We have a small septic tank 2m4 which now needs emptying.  We anticipated around 150 Euro for the job but today have been told expect 150 Euro for the emptying, but another 350/400 for the disposal into the 'system' wherever that is. Does anyone have any experience?



That seems a lot. Why does your septic tank need emptying? It should soak away. We had a sesspit (no soak away) in the UK and used to pay about €80 every 4 months to get it emptied. Sorry, I don't know the price here but it seems extortionate.

Septic tanks do accumulate a sediment composed of stuff that the microbes working in the tank can't convert to water or gas. The rate at which this indigestible sludge builds up varies depending on several factors, but it will happen sooner or later in any septic tank that's being used. It appears that our "septic tank" was constructed by someone local at some point using very basic techniques. As far as I can tell, it did not have a soakaway of any sort, but the liquids just disperse into the ground via porous brick walls. After we'd been in the house for around three years without having it pumped, it started to overflow. This lovely event was likely due to the damp weather of late 2009 making the ground so saturated that the tank was not able to drain away. My solution was to dig trenches to make a soakaway and then knock a hole in the side of the tank to make a connection to the new soakaway. More than a year on, that solution seems to me working well. The trees growing near the trench I dug are also doing very well! Poking a stick into the tank suggests that there's a considerable amount of semi-solid muck on the bottom. We've discussed this with locals and been told that we can probably expect to pay something along the lines of the prices you quote, Babyeddiedog, if we want to have it done correctly. The cost of pumping and transporting is much less than the fee charged to dump the sludge in the local sewage treatment plant. The alternative that has been suggested is that we just buy a robust submersible pump and disperse the contents of the tank over some of our land. Our situation is such that this would be possible without any of our neighbours being bothered in any way. Since it sounds like something that has considerable comic potential, I'm inclined to take the DIY approach. Al

They are clearly talking sh+t! Trying to pull a fast one. We have one that would serve a family of eight, it has a run-off system so we only need to empty it every two years. The first time we did it we paid a 'Espurgo' (professional tank emptier) and it cost €100, second time €150 because he found a blocked pipe and stayed longer than normal. Had it done again last month and paid a local farmer €50 he took it to the communal sewer and didn't have to pay anything. So if you know 'people' localy try to get friendly with a farmer (you may have to bake a cake or something but it's well worth it!) Alternatively I would find another Espurgo because there is no way you should pay what you have been asked.
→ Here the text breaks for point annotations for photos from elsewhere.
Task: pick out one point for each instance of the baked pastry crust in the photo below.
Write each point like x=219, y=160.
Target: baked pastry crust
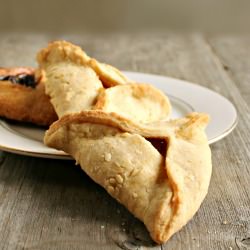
x=22, y=103
x=73, y=83
x=162, y=190
x=138, y=102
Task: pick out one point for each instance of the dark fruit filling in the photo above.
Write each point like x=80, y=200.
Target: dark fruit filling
x=26, y=80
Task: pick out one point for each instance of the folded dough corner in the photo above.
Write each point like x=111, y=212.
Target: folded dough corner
x=158, y=168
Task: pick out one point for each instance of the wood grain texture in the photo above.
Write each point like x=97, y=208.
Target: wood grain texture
x=52, y=204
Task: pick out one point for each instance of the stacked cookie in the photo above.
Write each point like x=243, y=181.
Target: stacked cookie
x=120, y=134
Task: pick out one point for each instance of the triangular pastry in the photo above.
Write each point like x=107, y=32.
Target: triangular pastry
x=75, y=83
x=158, y=169
x=23, y=98
x=160, y=173
x=139, y=102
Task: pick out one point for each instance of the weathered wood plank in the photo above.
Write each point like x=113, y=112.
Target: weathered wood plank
x=234, y=53
x=52, y=204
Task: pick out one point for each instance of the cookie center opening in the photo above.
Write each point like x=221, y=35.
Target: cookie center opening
x=22, y=79
x=159, y=144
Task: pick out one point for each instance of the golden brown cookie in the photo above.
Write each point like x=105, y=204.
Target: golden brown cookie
x=22, y=97
x=160, y=172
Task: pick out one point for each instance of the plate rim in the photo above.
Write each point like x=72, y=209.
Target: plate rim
x=64, y=156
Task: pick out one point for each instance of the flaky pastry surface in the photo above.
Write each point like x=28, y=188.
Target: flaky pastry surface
x=164, y=190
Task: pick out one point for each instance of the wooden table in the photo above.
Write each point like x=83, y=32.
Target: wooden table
x=52, y=204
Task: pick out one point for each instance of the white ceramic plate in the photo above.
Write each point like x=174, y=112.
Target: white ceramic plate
x=185, y=97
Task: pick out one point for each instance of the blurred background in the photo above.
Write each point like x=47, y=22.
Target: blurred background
x=76, y=16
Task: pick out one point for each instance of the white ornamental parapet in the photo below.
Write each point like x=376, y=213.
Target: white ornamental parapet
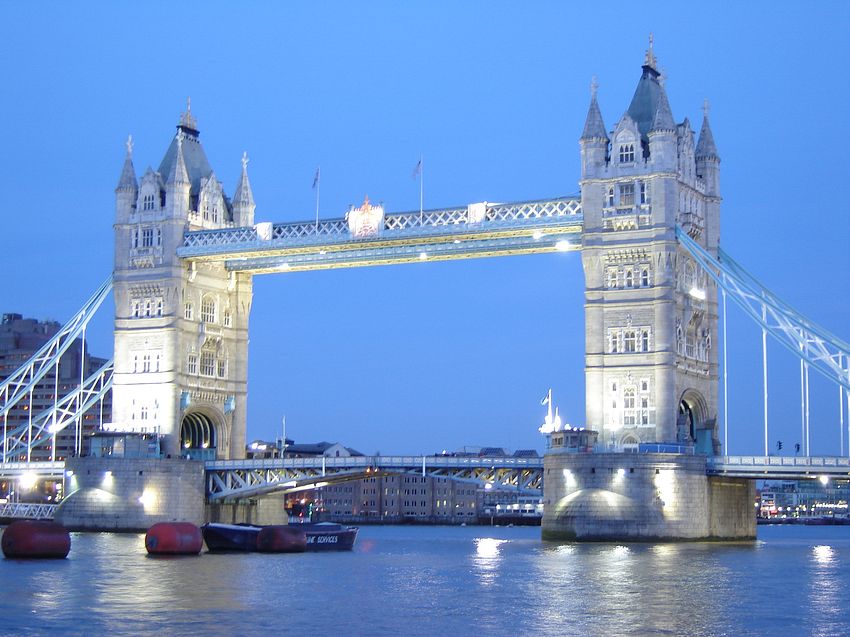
x=365, y=221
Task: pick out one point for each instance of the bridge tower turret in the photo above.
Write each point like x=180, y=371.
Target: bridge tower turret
x=651, y=314
x=181, y=329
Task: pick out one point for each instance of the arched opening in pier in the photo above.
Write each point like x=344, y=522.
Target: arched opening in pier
x=198, y=436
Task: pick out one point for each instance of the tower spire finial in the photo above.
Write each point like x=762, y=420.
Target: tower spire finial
x=649, y=60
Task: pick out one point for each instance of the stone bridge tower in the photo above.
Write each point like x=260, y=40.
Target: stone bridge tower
x=181, y=330
x=651, y=313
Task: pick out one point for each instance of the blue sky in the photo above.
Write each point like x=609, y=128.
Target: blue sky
x=430, y=356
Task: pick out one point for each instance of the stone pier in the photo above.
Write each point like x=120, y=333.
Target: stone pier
x=642, y=497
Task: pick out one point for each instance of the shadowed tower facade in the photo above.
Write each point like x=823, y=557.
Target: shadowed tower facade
x=651, y=312
x=181, y=329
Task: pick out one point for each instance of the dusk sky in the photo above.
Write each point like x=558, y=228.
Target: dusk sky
x=429, y=356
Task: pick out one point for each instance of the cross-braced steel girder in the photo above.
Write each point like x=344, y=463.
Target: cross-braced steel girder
x=816, y=346
x=444, y=234
x=233, y=479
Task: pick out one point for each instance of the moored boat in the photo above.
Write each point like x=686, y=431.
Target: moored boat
x=321, y=536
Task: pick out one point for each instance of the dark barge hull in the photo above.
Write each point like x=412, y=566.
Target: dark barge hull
x=322, y=536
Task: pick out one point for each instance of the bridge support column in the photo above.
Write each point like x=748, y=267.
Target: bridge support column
x=643, y=497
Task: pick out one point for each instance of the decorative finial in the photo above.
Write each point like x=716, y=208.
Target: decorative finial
x=649, y=60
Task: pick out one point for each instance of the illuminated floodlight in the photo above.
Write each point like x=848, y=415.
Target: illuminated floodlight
x=27, y=480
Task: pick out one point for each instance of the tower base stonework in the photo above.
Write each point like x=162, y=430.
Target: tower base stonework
x=642, y=497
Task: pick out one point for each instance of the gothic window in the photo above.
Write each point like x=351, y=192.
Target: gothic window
x=208, y=310
x=629, y=406
x=192, y=364
x=208, y=363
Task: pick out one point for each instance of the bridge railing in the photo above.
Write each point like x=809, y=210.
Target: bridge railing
x=399, y=223
x=377, y=462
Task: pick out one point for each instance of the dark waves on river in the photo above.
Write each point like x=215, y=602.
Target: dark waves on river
x=442, y=581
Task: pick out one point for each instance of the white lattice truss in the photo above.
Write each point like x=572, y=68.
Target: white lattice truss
x=478, y=230
x=234, y=479
x=816, y=346
x=66, y=411
x=26, y=511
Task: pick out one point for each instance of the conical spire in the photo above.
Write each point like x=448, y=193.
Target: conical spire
x=243, y=196
x=128, y=172
x=594, y=127
x=705, y=146
x=178, y=174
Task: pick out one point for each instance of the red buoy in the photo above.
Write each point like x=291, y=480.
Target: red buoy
x=174, y=538
x=281, y=538
x=36, y=538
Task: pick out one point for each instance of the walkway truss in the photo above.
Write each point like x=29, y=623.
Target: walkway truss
x=232, y=479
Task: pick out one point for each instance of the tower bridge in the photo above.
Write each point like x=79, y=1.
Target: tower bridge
x=646, y=223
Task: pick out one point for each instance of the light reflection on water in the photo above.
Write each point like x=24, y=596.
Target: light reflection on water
x=439, y=580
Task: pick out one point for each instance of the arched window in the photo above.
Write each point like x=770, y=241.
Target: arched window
x=208, y=309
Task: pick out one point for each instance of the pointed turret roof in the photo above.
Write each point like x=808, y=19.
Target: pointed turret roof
x=243, y=195
x=650, y=108
x=178, y=173
x=127, y=181
x=594, y=127
x=705, y=146
x=194, y=158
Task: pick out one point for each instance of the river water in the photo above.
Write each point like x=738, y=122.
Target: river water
x=441, y=581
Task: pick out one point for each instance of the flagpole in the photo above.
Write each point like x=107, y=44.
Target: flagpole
x=421, y=185
x=318, y=188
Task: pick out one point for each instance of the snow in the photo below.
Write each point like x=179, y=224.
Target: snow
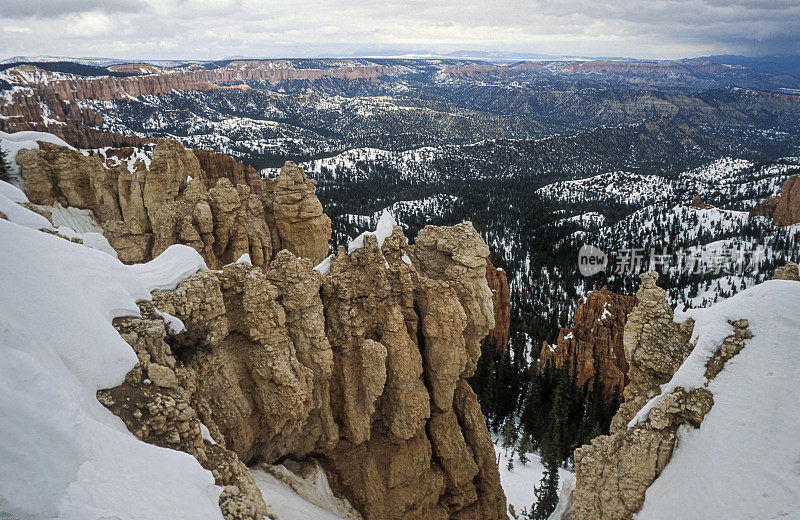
x=324, y=267
x=174, y=325
x=27, y=140
x=383, y=230
x=518, y=483
x=564, y=497
x=206, y=434
x=386, y=224
x=744, y=460
x=307, y=499
x=65, y=455
x=169, y=268
x=12, y=193
x=22, y=216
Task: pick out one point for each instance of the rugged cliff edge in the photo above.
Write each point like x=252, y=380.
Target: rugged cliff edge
x=593, y=345
x=361, y=370
x=783, y=209
x=220, y=209
x=614, y=472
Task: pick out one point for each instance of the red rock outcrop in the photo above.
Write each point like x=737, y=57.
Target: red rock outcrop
x=594, y=343
x=783, y=209
x=50, y=102
x=501, y=300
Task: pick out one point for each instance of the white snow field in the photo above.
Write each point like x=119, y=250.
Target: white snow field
x=26, y=140
x=744, y=460
x=518, y=482
x=62, y=454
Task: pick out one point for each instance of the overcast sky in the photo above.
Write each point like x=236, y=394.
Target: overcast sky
x=203, y=29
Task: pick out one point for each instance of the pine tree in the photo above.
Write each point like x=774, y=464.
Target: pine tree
x=547, y=492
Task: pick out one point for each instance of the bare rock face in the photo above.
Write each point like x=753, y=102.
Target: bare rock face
x=594, y=343
x=501, y=299
x=223, y=212
x=614, y=472
x=784, y=209
x=302, y=226
x=787, y=272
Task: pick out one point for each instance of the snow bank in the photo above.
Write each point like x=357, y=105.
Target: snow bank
x=744, y=460
x=518, y=483
x=287, y=504
x=383, y=230
x=63, y=454
x=12, y=193
x=27, y=140
x=20, y=215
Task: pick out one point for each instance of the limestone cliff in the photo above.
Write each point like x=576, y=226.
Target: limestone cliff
x=501, y=299
x=593, y=345
x=362, y=370
x=783, y=209
x=214, y=210
x=52, y=102
x=614, y=472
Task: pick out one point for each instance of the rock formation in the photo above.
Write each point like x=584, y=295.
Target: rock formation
x=52, y=102
x=787, y=272
x=614, y=471
x=362, y=370
x=593, y=345
x=177, y=201
x=501, y=299
x=783, y=209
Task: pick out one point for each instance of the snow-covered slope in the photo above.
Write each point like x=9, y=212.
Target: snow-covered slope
x=744, y=460
x=63, y=455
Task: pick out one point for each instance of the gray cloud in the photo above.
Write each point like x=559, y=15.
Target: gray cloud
x=16, y=9
x=219, y=28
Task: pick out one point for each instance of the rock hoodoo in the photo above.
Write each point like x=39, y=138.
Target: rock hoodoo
x=594, y=343
x=366, y=375
x=142, y=212
x=361, y=370
x=614, y=471
x=501, y=299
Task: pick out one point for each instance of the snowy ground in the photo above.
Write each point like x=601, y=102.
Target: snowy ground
x=518, y=482
x=63, y=454
x=744, y=460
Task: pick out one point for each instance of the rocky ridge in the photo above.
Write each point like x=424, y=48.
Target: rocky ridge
x=614, y=471
x=594, y=344
x=361, y=370
x=178, y=201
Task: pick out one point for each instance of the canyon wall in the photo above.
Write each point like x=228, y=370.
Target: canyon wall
x=360, y=368
x=593, y=345
x=783, y=209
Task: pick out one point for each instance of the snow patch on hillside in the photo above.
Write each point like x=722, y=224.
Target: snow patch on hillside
x=27, y=140
x=65, y=455
x=743, y=461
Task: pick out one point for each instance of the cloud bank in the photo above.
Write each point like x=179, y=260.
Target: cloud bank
x=206, y=29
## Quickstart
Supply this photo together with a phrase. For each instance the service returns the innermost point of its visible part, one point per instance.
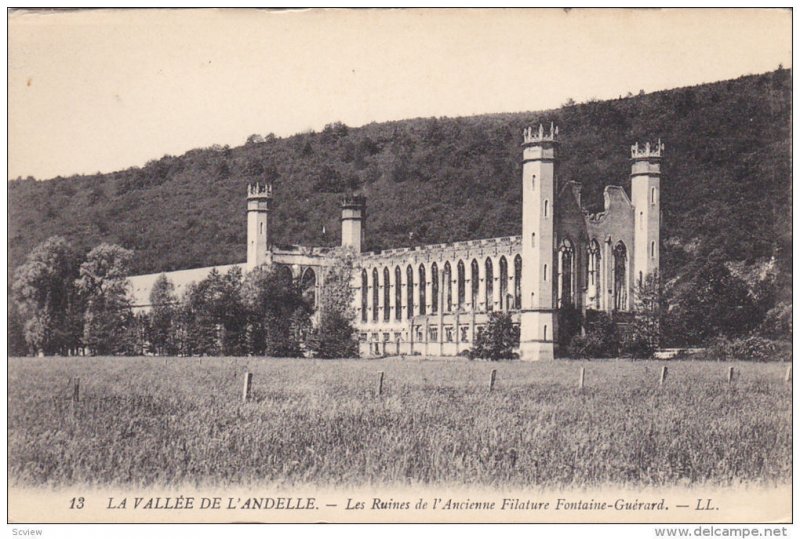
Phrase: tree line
(64, 303)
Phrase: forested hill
(726, 181)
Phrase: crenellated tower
(259, 224)
(539, 177)
(353, 217)
(646, 199)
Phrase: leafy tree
(599, 340)
(277, 312)
(498, 339)
(643, 336)
(162, 324)
(49, 305)
(334, 336)
(103, 284)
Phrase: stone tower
(353, 215)
(539, 177)
(259, 224)
(646, 199)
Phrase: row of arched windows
(440, 281)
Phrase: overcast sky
(106, 90)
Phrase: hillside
(726, 181)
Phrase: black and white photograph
(415, 265)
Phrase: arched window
(398, 294)
(434, 288)
(461, 287)
(593, 275)
(489, 289)
(620, 277)
(308, 286)
(422, 290)
(566, 261)
(375, 296)
(387, 311)
(474, 283)
(363, 295)
(517, 282)
(447, 282)
(504, 303)
(409, 292)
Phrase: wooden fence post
(248, 382)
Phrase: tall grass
(156, 421)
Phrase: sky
(103, 90)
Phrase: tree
(498, 339)
(277, 313)
(163, 317)
(643, 336)
(103, 284)
(334, 336)
(49, 305)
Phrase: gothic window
(375, 296)
(620, 277)
(308, 286)
(517, 282)
(422, 289)
(504, 303)
(398, 294)
(593, 276)
(434, 288)
(566, 261)
(447, 282)
(409, 292)
(363, 295)
(387, 311)
(475, 283)
(461, 286)
(489, 290)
Well thanks Allan, if nothing else its made us laugh! We thought the S**t had hit the fan, but no, it was just you with your submersible pump and a sprinkler system attached !!!!!!!! Our tank has been in for four years and we have just found out its 'semi-legal' we're only missing a geologists survey and something from the Provincial council, but if we pay 500 euro it'll be ok...that was from the commune who gave permission in the first place.  Nothing changes...ahhhhhh. Knowing what we know now, just like you your tank, ours was never correctly installed in the first place.  I suppose that if you divide 500 Euros by 4 years it works out just over 100 per year, so maybe what Penny was paying at £240 per annum is cheap.  And just to put the tin hat on it our microwave has just blown up crying  

The cost for emptying seems about right - thats about what the local farmer charges - he then takes it over the road and sprays it over his fields [Cheese from the cows is great - no lumpy bits at all!!!] The best thing is to be careful what you send down the pipes to the cesspool/pit.

  • Make sure you use cesspit friendly cleaners around the house - the pit relies on bacteria 'eating the solids etc, and they are easily killed off by things like bleach etc
  • Feed the pit regularly with a sachet of food like that from 'WC Net' - it boost bacterial action, and its just flushed down the loo every so often - most supermarkets sell it.
    • An Italian friend of mine takes the lid off his 'pit' every 2 weeks and sprinkles the sachet directly on the top of the 'gunge' - he hasn't had to have his emptied for over 15 year
  • Don't forget that dishwasher and washing machine powders can kill off bacteria in the pit - so be careful what you use

Good Luck

I'm with Alan on this one, spray your sewage sludge on the land.-Excellent for the tomatoes.- (A proper septic tank with a soakaway as Penny said)   shouldn't need to be emptied very often, Have you actually measured the depth of the sludge with a dip stick? I fitted an Imhoff system myself recently (well we hired a small digger to dig the hole to be fair)   but I did the rest and I'm not expecting to have to empty it very often at all, maybe every five years. Our second tank ,( yes we are a two septic tank family ) has not been emptied since we bought the hoose. I'll wait until the poo starts backing up into the loo before I take the plunge, so to speak! PS Apologies for the spacing, just had a wee malt...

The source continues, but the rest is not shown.